The Provoked Wife

No, not me but a fantastic Restoration comedy at the Swan Theatre in Stratford-upon-Avon

Once again, the Swan Theatre is staging a little known and little performed comedy from the late 17th Century. This is something that they do so well and we are never able to resist the performances.

Written in 1697, this Restoration comedy proved controversial at the time of its release due to its themes of marital adultery. John Vanbrugh’s typically sexually charged play deals with women’s rights, deceit, distraction and unfaithfulness – all to the backdrop of 17th century England.

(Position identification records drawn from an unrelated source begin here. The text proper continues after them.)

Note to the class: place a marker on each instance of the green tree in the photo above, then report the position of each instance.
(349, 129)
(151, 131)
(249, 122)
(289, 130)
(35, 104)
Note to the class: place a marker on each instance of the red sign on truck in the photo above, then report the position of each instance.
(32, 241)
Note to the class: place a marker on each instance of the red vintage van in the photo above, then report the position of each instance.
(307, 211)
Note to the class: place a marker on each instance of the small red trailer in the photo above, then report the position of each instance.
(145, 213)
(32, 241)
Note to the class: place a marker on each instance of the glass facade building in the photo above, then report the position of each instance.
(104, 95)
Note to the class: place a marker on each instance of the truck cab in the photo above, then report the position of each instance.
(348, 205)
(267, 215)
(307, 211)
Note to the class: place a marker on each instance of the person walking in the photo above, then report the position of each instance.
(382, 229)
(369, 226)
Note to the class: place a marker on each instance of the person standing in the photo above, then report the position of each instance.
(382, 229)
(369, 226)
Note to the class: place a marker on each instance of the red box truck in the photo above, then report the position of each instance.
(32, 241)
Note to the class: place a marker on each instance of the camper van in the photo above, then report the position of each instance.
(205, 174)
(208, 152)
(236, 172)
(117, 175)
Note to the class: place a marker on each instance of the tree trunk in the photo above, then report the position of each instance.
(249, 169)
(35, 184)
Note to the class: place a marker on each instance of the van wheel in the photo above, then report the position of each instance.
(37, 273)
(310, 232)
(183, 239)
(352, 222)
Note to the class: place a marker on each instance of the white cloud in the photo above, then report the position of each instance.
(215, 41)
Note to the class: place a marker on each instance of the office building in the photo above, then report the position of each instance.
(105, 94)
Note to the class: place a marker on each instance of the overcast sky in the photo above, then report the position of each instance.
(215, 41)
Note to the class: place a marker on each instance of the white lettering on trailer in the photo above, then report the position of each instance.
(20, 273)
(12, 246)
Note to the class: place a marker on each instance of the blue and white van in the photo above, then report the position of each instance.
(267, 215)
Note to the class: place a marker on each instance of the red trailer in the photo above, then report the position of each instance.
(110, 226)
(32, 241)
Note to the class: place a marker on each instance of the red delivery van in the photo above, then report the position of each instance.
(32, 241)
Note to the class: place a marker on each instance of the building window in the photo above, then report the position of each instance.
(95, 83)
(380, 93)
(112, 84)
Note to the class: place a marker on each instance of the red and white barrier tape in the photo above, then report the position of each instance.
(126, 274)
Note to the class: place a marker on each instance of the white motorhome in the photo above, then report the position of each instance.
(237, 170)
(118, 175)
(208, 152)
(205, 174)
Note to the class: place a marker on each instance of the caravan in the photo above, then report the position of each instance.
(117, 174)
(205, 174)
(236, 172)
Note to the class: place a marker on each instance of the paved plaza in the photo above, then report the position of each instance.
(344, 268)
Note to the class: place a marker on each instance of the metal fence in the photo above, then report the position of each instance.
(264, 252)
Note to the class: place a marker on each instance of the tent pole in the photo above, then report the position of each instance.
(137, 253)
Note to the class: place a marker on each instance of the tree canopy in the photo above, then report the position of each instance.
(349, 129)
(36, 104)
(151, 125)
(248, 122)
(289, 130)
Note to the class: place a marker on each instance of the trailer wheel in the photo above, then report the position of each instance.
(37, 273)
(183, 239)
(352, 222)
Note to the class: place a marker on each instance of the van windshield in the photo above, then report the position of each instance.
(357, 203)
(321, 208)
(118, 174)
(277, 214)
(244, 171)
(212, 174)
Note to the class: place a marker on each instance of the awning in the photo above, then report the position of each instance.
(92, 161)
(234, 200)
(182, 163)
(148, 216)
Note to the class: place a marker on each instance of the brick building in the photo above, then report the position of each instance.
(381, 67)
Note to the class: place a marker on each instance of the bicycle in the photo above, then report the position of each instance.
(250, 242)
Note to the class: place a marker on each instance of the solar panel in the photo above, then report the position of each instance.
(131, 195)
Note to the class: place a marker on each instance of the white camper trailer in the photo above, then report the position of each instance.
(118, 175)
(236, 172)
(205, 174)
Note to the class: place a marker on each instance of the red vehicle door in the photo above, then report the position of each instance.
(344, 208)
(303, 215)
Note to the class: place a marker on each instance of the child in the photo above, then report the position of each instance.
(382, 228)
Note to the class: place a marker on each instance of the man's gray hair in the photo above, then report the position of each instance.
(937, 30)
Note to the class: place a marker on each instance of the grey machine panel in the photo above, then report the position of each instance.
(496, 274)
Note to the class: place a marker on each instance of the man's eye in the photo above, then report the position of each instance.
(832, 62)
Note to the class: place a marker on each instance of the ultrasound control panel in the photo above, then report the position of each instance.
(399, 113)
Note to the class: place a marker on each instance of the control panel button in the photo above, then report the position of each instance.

Lady Brute seeks distractions from her rude, boorish and drunken husband Sir John Brute. Theirs, it seems, is a marriage of convenience: wed for sex and wealth respectively. Secretly however, she finds solace in a dashing male suitor named Constant – seemingly the antithesis of her obnoxious and disrespectful husband. It appears, however, the pair’s infidelities are not secret to all. The vain, jealous and aptly named Lady Fancyfull has caught wind of the situation. She also vies for the affection of Heartfree – obsessed to the point of disguising herself as his wife in order to throw Belinda off the scent.

The Provoked Wife has all the ingredients of an excellent Restoration romp, with a fabulous cast, which included Caroline Quentin as the deluded Lady Fancyfull. It was a wonderful performance and we thoroughly enjoyed ourselves.